London not only ruled the English mercantile world, but it also dominated the rural economy of the southeast by its insatiable demand for food and clothing. The rural economy was predominately agricultural, with mixed animal and grain husbandry practiced wherever the land allowed. The population increase, however, placed great pressure upon the resources of local communities, and efforts by landlords and tenants to raise productivity for either profit or survival were the key feature of agricultural development. Systematic efforts to grow luxury market crops like wheat, especially in the environs of London, drove many smaller tenants from the land. So too did the practice of enclosure, which allowed for more productive land use by large holders at the expense of their poorer neighbours. There is evidence of a rural subsistence crisis lasting throughout the first two decades of the century. Marginally productive land came under the plow, rural revolts became more common, and harvest failures resulted in starvation rather than hunger, both in London and in the areas remote from the grain-growing lowlands—such as north Wales and the Lake District. It was not until the middle of the century that the rural economy fully recovered and entered a period of sustained growth. A nation that could barely feed itself in 1600 was an exporter of grain by 1700.
In the northeast and southwest the harsher climate and poorer soils were more suited for sheep raising than for large-scale cereal production. The northeast and southwest were the location of the only significant manufacturing activity in England, the woolen cloth industry. Wool was spun into large cloths for export to Holland, where the highly technical finishing processes were performed before it was sold commercially. Because spinning and weaving provided employment for thousands of families, the downturn of the cloth trade at the beginning of the 17th century compounded the economic problems brought about by population increase. This situation worsened considerably after the opening of the Thirty Years’ War (1618–48), as trade routes became disrupted and as new and cheaper sources of wool were developed. But the transformation of the English mercantile economy from its previous dependence upon a single commodity into a diversified entrepôt that transshipped dozens of domestic and colonial products was one of the most significant developments of the century.
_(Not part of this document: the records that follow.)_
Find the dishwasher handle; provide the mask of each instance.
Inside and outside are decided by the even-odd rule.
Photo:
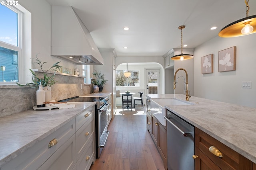
[[[174,126],[176,129],[177,129],[179,131],[180,131],[185,137],[190,137],[191,136],[191,134],[190,133],[185,133],[182,131],[177,126],[176,126],[171,121],[169,120],[169,117],[166,116],[164,117],[164,119],[166,119],[167,121],[170,123],[171,123],[173,126]]]

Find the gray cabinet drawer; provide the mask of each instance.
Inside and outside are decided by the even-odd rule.
[[[85,111],[76,117],[76,129],[77,131],[93,115],[95,114],[95,107],[94,105],[86,108]]]
[[[75,164],[76,135],[74,134],[38,170],[72,170]]]
[[[96,159],[95,143],[92,138],[89,141],[84,151],[76,162],[76,170],[88,170],[92,163]]]
[[[75,133],[75,122],[74,119],[60,127],[1,167],[1,170],[37,169]],[[58,139],[58,143],[49,148],[50,142],[54,139]]]
[[[94,115],[92,116],[86,123],[76,133],[77,159],[80,157],[86,147],[89,145],[89,139],[95,137],[94,117]]]

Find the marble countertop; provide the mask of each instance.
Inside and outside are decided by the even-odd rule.
[[[149,94],[154,99],[183,94]],[[192,96],[191,105],[167,105],[166,108],[256,163],[256,108]]]
[[[63,126],[95,102],[73,109],[30,109],[0,117],[0,167]],[[24,135],[26,134],[26,135]],[[12,142],[10,142],[12,141]]]
[[[98,93],[92,93],[86,94],[84,96],[81,96],[80,97],[90,97],[92,98],[98,98],[106,97],[112,94],[111,92]]]

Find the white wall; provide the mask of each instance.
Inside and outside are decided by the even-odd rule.
[[[256,34],[238,37],[216,37],[197,47],[194,52],[194,96],[256,107]],[[236,69],[218,72],[218,51],[236,46]],[[201,74],[201,57],[213,54],[213,73]],[[252,88],[242,82],[252,82]]]

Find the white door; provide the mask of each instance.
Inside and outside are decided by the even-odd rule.
[[[159,94],[160,92],[160,69],[146,69],[147,94]]]

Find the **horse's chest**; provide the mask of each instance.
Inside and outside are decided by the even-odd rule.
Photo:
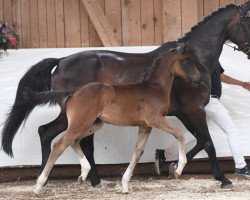
[[[106,123],[120,126],[144,125],[143,103],[126,98],[120,99],[120,101],[112,101],[105,106],[100,118]]]

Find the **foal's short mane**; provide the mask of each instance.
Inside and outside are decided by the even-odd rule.
[[[231,8],[238,8],[238,5],[235,4],[229,4],[225,7],[219,8],[218,10],[212,12],[210,15],[204,17],[201,21],[199,21],[196,25],[194,25],[191,30],[189,32],[187,32],[182,38],[179,38],[178,41],[181,40],[185,40],[188,39],[188,37],[190,36],[190,34],[192,33],[192,31],[198,29],[200,26],[202,26],[203,24],[205,24],[207,21],[209,21],[212,17],[220,14],[221,12],[223,12],[226,9],[231,9]]]

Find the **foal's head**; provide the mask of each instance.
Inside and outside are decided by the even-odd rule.
[[[174,76],[194,84],[199,84],[202,81],[202,76],[197,69],[200,68],[200,63],[196,56],[188,51],[187,44],[178,43],[171,54],[173,54],[171,71]]]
The economic divide between rich and poor, between surplus and subsistence producers, was a principal determinant of rank and status. English society was organized hierarchically with a tightly defined ascending order of privileges and responsibilities. This hierarchy was as apparent in the family as it was in the state. In the family, as elsewhere, male domination was the rule; husbands ruled their wives, masters their servants, parents their children. But if hierarchy was stratified, it was not ossified; those who attained wealth could achieve status. The social hierarchy reflected gradations of wealth and responded to changes in the economic fortunes of individuals. In this sense it was more open than most European societies. Old wealth was not preferred to new, and an ancient title conferred no greater privileges than recent elevation; the humble could rise to become gentle, and the gentle could fall to become humble.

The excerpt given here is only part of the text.